Lech: "Das Dorf ist auf sich selbst zurückgeworfen"

Lech: "Das Dorf ist auf sich selbst zurückgeworfen"
Leben am Arlberg in Zeiten von Corona: Jetzt stehen die Gäste nicht mehr im Mittelpunkt.

Email aus... In unserer neuen Reihe berichten ab sofort Menschen von ihrem neuen Alltag in der Corona-Krise. Den Auftakt macht Hans-Peter Martin aus Lech 

Die Großeltern in Österreichs nunmehrigem Nobelskiort erinnern sich an Zeiten, als Rekordbuchungen und Spitzenpreise noch nicht alles beherrschten. Die zentrale Frage lautete früher: Wie kommen wir in unseren Familien ohne Hunger durch den Winter? Lawinen verschütteten monatelang den Weg über die Pässe.

Jetzt ist das weltberühmte Dorf wieder auf sich selbst zurückgeworfen. Alle Gäste mussten bis Montag abreisen, ein Viertel der Wintereinnahmen und damit oft des Jahresumsatzes sind verloren. Die meisten Saisonmitarbeiterverträge waren an die Dauer des Skiliftbetriebes gebunden, nun bestimmt Arbeitslosigkeit in den Heimatorten den Alltag statt üppige Trinkgelder am Arlberg. 450.000 Euro Nettogewinn entgehen allein einem erfolgreichen Hotelier. Auch wenn sich die örtlichen Banken bemühen, Kreditrückzahlungen zu stunden, steht zumindest ein führender Betrieb mit dem Rücken zur Wand. So manche Pension ist am Ende.

Gleichzeitig herrscht Kaiserwetter. Wie bitter. Doch die Erfahrungen mit jahrhundertelanger Armut sind nun ein Schatz, den die 1.600 Einwohner heben können, wenn sie diese zuletzt verdrängten Entbehrungen ins kollektive Bewusstsein der Gegenwart hochladen.
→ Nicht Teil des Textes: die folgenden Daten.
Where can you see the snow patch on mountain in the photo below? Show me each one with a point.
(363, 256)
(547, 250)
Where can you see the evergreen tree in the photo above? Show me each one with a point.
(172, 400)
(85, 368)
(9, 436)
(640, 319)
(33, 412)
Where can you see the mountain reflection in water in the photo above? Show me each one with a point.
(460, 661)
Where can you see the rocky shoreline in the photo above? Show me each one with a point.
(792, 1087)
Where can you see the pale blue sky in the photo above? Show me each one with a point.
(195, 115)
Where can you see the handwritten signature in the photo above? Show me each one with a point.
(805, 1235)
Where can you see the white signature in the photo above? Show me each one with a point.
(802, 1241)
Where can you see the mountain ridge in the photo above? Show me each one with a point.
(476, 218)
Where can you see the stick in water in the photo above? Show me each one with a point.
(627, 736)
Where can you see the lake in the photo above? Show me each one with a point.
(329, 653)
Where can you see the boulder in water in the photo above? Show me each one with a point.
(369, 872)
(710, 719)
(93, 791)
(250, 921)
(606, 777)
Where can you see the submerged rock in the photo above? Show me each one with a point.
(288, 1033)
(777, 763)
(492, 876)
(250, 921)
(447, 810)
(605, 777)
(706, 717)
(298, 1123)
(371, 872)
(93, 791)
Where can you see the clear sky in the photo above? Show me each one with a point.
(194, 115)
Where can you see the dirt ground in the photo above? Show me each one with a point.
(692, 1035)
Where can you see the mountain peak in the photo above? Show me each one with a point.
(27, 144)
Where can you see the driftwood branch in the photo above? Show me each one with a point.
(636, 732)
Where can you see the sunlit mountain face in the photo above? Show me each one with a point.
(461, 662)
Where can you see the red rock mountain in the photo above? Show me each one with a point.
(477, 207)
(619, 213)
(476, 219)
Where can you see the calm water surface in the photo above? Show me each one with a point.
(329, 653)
„Eine Krise ist ein produktiver Zustand. Man muss ihr nur den Beigeschmack einer Katastrophe nehmen“, zitiert der kraftvolle „Fux“-Wirt Peter Strolz den Schweizer Schriftsteller Max Frisch. „Jetzt müssen wir zusammenstehen“, sagt die Allrounderin Vicki Walch, deren Herzlichkeit so viele in ihren Bann zieht. Lech ist aber gleichzeitig ein Ort, in dem das Bonmot grassiert, dass „jeder jedem sogar das Zahnweh neidig ist“.

Wie auf der Titanic

In jüngerer Vergangenheit war das aber ein Mal ganz anders: 2005, als ein unerwartetes Hochwasser wütete, die spontane Nachbarschaftshilfe aber alle überraschte.

„Jetzt kann man allerdings keine Schaufel in die Hand nehmen“, gibt der Bankangestellte Wilhelm Meier zu bedenken. Doch Kollegen erleben es schon: Auf sich zurückgeworfen, wird im Familienkreis wieder mehr miteinander geredet. Kümmerer lassen von sich hören. Nicht der Gast bestimmt alles, sondern das neue Erleben überwunden geglaubter Verletzlichkeit. Und deren Bewältigung. Zug um Zug griffen Maßnahmen, als sich Lech bemühte, sich zu schützen wie nunmehr Österreich versucht, sich abzugrenzen.

Anders als in den jäh abgeriegelten Wintersportorten St. Anton und Ischl wurde die Abreise der Wintersportler ohne Aufsehen abgewickelt. Im Spitzenhotel „Almhof“ war intern schon die vorzeitige Schließung beschlossen worden, ehe sie behördlich angeordnet wurde. Dennoch durfte noch eine Hochzeit in kleinem Rahmen gefeiert werden, wenngleich begleitet vom Gefühl des Upper Deck auf der Titanic. „And the band played on“, könnte man denken.

Doch dieses nicht überhastete, aber konsequente Vorgehen könnte den Grundstein legen für neues Vertrauen und neue Buchungen im nächsten Winter. Das bisher überzeugende Krisenmanagement von Kanzler Sebastian Kurz ist dabei enorm hilfreich. Als Kurz-Kritiker habe ich nicht damit gerechnet. Dies gilt umso mehr für das Leben in Lech in Zeiten von Corona.

Hans-Peter Martin lebt am Arlberg. Er ist Journalist, ehemaliger Politiker („Liste Martin“) und Buchautor. Seine „Globalisierungsfalle“ war 1996 ein Weltbestseller, im 2018 erschienenen Buch „Game over“ sieht er die Zukunft düster.